Pharma balks at new FDA final guidance on fixed-dose combinations
- Until recently, fixed-dose combinations that included at least one new chemical entity (NCE) enjoyed three years of marketing exclusivity, while combos with two new NCEs enjoyed five years of marketing exclusivity.
- Pharma companies requested that all fixed-dose combination products be eligible for five years of exclusivity, arguing that many of the newest treatments that are both safer and more effective are fixed-dose combo drugs that contain an old NCE.
- The FDA has decided that it will alter its policy so that all fixed-dose combo drugs are eligible for five years of market exclusivity; however, this only applies to drugs approved on or after October 10, raising considerable ire among pharmaceutical companies.

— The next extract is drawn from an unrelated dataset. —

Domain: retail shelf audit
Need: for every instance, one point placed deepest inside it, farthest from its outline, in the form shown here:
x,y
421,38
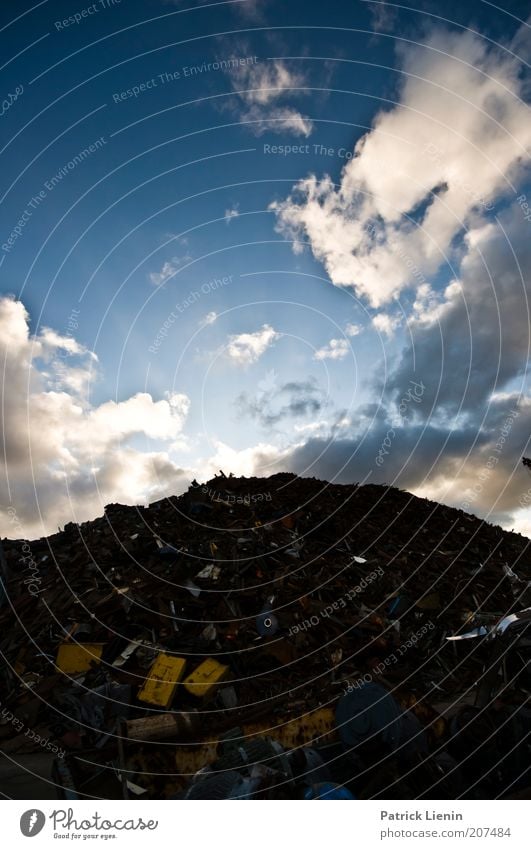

In spite of several citizens' petitions, the FDA is standing by its guidance. But two years makes a big difference when it comes to market exclusivity. Pharma companies know this and are eager to find a way to gain five-year eligibility for fixed-dose combos approved before October 10.
One giant that would like to have its fixed-dose combo eligible for five-year exclusivity is Gilead, which would like the FDA to grant Stribild five years of exclusivity. Stribild, which is a combination of elvitegravir, cobicstat, emtricitabane, and tenofovir, is comprised of two old drugs and two new drugs. Stribild was previously granted three years of exclusivity, and two more years would mean billions more in sales.
Cases like the Stribild case and many others are sure to prompt a flurry of requests for special consideration by the FDA. Overall, the new guidance bodes well for pharma companies launching new fixed-dose combos.